Navajo Nation President Shelly testified on Monday before the House Appropriations Subcommittee on the Interior, Environment and Related Agencies regarding the Navajo Nation’s fiscal 2015 budget priorities including natural resource management, public safety and justice, health, education and abandoned mine cleanup.

Also testifying was Navajo-Hopi Land Commission Chairman and Council Delegate, Walter Phelps (Cameron, Coalmine Canyon, Tsidi To’ii, Leupp, Tolani Lake).

Tribal leaders nationwide are providing testimony before the subcommittee April 7 and 8 during the two-day hearing on Capitol Hill.

In his testimony, President Shelly called for an increase in the Natural Resource Management line item. “Regulatory approval and permit requirements are burdensome. Funding this line item will allow us to better utilize our resources and will help create jobs,” said President Shelly.

For public safety and justice budget priorities, President Shelly said, “The Navajo Nation supports a recent bipartisan Indian Law and Order Commission report to Congress that recommends sufficient funding for Indian Country law enforcement.”

Regarding health, President Shelly said that the Navajo Nation fully supports IHS health care facilities construction. “One of the funded facilities within President Obama’s proposed 2015 budget is the Kayenta Health Center. When completed, this facility will provide quality health care to more than 19,000 people,” added President Shelly.

President Shelly urged lawmakers to fully fund higher education scholarships and elementary and secondary education through the Bureau of Indian Education.

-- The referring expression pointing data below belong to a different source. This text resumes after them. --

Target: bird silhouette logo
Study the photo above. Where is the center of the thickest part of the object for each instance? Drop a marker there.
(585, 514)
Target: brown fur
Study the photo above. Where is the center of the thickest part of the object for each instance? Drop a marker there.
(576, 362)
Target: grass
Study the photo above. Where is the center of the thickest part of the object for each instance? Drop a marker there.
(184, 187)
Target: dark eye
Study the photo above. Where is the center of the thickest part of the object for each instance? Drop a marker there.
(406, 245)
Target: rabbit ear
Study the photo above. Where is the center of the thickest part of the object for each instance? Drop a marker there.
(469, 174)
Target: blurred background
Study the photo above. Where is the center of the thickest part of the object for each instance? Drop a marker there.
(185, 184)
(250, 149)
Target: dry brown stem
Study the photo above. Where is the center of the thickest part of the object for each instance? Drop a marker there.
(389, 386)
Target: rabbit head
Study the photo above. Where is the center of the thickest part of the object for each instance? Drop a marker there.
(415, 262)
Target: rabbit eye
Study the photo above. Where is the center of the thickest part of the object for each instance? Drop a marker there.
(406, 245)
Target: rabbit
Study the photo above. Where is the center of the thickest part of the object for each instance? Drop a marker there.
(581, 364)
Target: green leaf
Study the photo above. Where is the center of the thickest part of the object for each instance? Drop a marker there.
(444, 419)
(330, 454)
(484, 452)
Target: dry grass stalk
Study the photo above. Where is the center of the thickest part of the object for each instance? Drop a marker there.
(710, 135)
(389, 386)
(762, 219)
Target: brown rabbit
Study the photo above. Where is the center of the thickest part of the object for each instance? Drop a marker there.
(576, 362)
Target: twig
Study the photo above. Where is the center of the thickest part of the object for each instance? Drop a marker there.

Concerning environmental needs, the president requested resources be put forth to assist tribal coal-based economies, like the Navajo Nation, to invest in clean coal technology and renewable energy projects. Addressing the legacy of uranium mining, President Shelly requested the federal government fully fund the EPA’s ongoing five-year cleanup plan and fund a comprehensive health study on the long term effects of uranium mining on the Navajo Nation.